Desmond, passing it, put the end of his left thumb under his nose and the tip of his index finger in the center of his forehead, and he muttered the ancient phrase of obeisance, "Shesh-cotooahd-ting-ononwa-senk." According to various texts he'd read, this was required of every Tamsiqueg who walked by it during this phase of the moon. The phrase was unintelligible even to them, since it came from another tribe or perhaps from an antique stage of the language. But it indicated respect, and lack of its observance was likely to result in misfortune.

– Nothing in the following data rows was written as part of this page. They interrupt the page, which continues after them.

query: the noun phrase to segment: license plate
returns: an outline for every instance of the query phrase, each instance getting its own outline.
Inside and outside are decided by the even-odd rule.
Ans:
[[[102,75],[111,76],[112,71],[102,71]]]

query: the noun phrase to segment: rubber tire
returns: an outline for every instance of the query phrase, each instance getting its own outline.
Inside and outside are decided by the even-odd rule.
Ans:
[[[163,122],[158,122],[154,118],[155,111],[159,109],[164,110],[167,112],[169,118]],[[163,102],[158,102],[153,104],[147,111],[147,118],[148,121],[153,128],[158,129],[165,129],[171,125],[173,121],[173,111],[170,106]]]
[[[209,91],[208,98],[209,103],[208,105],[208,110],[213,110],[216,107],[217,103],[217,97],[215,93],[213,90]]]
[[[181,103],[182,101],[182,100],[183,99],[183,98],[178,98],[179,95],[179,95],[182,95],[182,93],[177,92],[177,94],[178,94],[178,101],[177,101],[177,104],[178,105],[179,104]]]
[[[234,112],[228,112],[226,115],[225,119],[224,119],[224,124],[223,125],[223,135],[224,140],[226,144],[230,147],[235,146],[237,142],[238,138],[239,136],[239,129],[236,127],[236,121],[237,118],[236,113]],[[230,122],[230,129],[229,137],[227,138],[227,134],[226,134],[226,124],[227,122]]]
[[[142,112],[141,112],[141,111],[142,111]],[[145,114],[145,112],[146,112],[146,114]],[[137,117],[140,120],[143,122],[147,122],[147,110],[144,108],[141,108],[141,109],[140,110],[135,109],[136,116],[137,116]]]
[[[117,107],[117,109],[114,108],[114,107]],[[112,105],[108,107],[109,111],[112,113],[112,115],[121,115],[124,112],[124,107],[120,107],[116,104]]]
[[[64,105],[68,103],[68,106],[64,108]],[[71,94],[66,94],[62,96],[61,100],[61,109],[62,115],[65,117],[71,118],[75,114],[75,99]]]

He felt a little silly doing it, but it couldn't hurt.

The unpainted wooden steps creaked as he stepped upon them. The porch was huge; the wires of the screen were rusty and useless in keeping insects out because of the many holes. The front door was open; from it came a blast of rock music, the loud chatter of many people, and the acrid odor of pot.

Desmond almost turned back. He suffered when he was in a crowd, and his consciousness of his age made him feel embarrassingly conspicuous. But the huge figure of Wendell Trepan was in the doorway, and he was seized by an enormous hand.

"Come on in!" Trepan bellowed. "I'll introduce you to the brothers!"

Desmond was pulled into a large room jammed with youths of both sexes. Trepan bulled through, halting now and men to slap somebody on the back and shout a greeting and once to pat a well-built young woman on the fanny. Then they were in a corner where Professor Layamon sat surrounded by people who looked older than most of the attendees. Desmond supposed that they were graduate students. He shook the fat swollen hand and said, "Pleased to meet you again," but he doubted that his words were heard.

Layamon pulled him down so he could be heard, and he said, "Have you made up your mind yet?"

The old man's breath was not unpleasant, but he had certainly been drinking something which Desmond had never smelled before. The red eyes seemed to hold a light, almost as if tiny candles were burning inside the eyeballs. "About what?" Desmond shouted back. The old man smiled and said, "You know." He released his grip. Desmond straightened up. Suddenly, though the room was hot enough to make him sweat, he felt chilly. What was Layamon hinting at? It couldn't be that he really knew. Or could it be?